# Replacement cartridge for Jomar T-540 frost-free sillcock (outdoor water faucet / hose bib)



## Green (Dec 24, 2017)

Hopefully this will help anyone in the same situation I was earlier this year.

I had a leak in a Jomar T-540 frost-free half-turn sillcock last year. After the Winter, despite turning off the water over Winter, the cartridge failed, and water continued to drip from the faucet when it was off. They only last so many years, it seems. I had to turn off the shutoff in the basement after each use to keep it from leaking.

I called up the manufacturer in Summer 2020 for information. They said that the half turn model was discontinued, but still available for purchase until supplies run out, but the replacement cartridges for it were no longer available. Only the vacuum breaker repair kit was still available. This was because it's a part that is shared with the company's current model, the T-540G. The G model looks similar on the outside, but is quarter turn and also lead-free, so it takes a totally different cartridge assembly.

Luckily I had a couple of extra unused cartridges from years ago, so all was well, and it was able to be replaced.

However, I still wondered if maybe the cartridge design used in the T-540 was shared by another sillcock.

Sure enough, after exhaustive searching and some luck, I found the Nibco RG5000H parts kit (sometimes called RG5000HI).
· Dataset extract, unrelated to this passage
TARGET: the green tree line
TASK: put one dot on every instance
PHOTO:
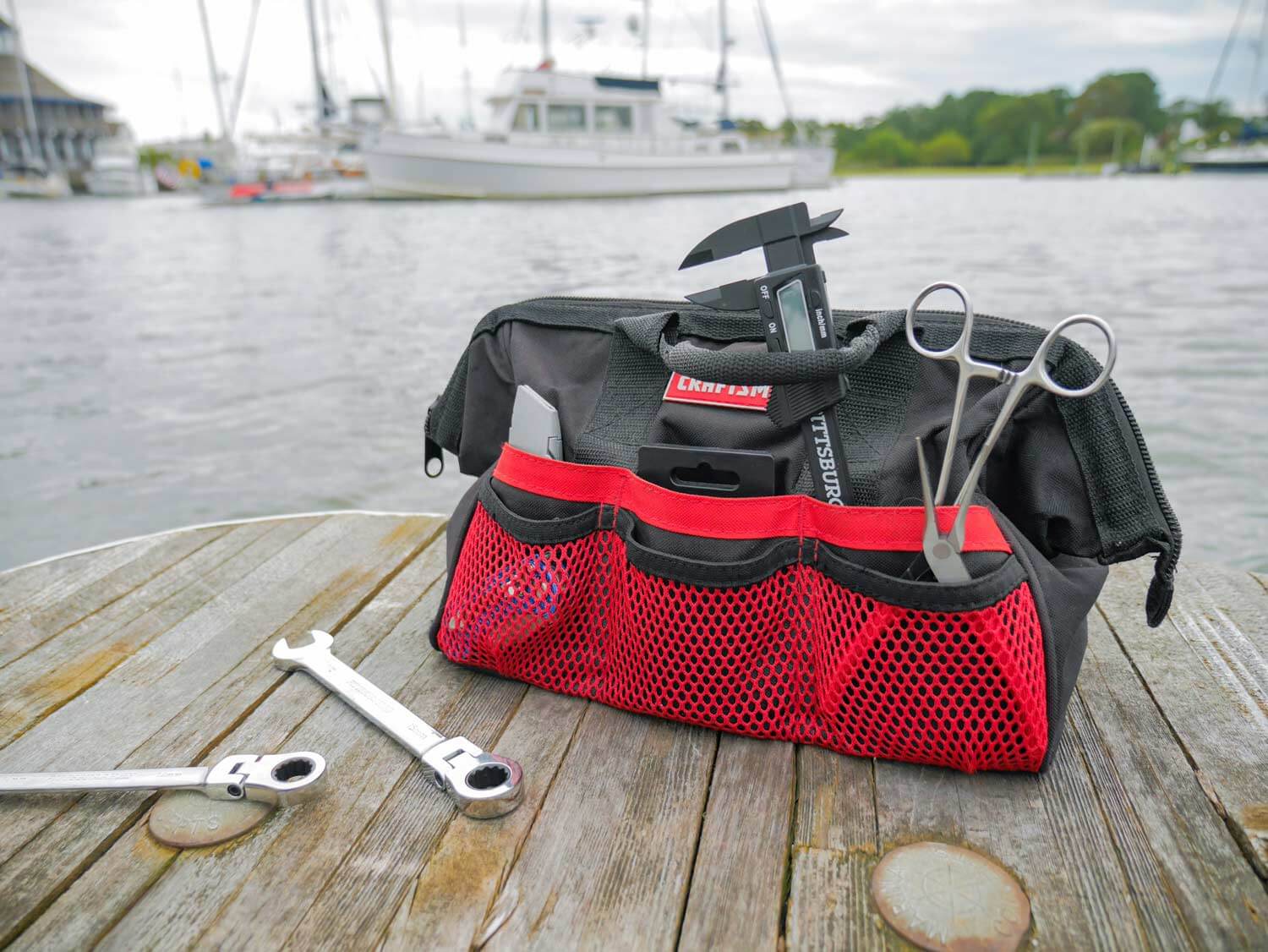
(1112, 116)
It the cartridge in it appeared identical in photos to tye one I needed. This kit was the replacement kit for the Nibco 95C half-turn sillcock, and the parts list and schematics of the 95C appeared identical to that of the Jomar T-540. I ordered one of the RG5000H parts kits to see. The sillcock was long of warranty, anyway.
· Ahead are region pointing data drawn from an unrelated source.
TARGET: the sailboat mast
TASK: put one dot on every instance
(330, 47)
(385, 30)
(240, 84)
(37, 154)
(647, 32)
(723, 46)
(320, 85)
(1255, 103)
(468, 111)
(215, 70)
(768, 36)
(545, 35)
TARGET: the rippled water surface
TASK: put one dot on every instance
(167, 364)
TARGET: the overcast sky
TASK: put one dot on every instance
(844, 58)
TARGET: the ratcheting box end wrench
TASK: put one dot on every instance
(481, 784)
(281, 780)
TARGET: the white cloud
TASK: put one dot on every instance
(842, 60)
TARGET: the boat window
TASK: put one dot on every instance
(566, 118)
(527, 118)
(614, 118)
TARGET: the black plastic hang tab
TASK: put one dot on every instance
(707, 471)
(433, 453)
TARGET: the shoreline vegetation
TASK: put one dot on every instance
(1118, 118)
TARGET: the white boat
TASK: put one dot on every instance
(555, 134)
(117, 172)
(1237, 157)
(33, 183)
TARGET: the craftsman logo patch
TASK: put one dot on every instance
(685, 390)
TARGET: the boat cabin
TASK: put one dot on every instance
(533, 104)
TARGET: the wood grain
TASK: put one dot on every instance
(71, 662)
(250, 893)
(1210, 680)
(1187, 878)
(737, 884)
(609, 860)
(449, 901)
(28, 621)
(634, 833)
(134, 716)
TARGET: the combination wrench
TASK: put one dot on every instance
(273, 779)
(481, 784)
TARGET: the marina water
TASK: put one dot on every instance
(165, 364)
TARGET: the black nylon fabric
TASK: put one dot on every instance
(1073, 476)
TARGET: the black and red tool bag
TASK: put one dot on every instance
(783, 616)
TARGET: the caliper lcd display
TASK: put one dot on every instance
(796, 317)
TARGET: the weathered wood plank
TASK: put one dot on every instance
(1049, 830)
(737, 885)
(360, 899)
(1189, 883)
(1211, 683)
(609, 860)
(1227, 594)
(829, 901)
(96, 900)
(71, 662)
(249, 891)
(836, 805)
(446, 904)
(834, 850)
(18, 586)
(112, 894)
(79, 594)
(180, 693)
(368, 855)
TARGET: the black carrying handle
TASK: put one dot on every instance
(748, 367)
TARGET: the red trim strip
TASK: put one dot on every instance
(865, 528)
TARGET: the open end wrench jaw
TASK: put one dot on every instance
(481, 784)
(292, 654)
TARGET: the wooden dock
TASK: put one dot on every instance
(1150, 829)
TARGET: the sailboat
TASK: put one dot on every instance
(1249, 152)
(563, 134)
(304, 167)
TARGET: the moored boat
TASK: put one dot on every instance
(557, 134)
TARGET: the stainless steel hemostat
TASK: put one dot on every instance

Upon receiving the Nibco kit, it became apparent via careful visual inspection of the details and operation that the cartridge was indeed equivalent in form and function to the Jomar one. The biggest difference between the two, and I'm not sure how significant it is, was that the Nibco cartridge came with two different length screws as options, and the shorter of the two was 1-2mm longer than the one supplied by Jomar. Also, Nibco did not grease their part from the factory at the double O-ring end, while jomar did. I don't know if the slight difference in screw length will be an issue, so I kept my old one from Jomar just in case. I'm also not sure how critical the grease is, but it looked pretty much like Vaseline.

The vacuum breaker supplied was also identical to the Jomar part, which was good news as well. However, Nibco supplied a plastic cap with theirs, whereas Jomar supplies a metal one. I did not try to fit the Nibco cap to the sillcock, but I assume it will fit as well.

Hopefully this helps someone.


----------



## Green (Dec 24, 2017)

I will also try to post a photo of the part here at some point.


----------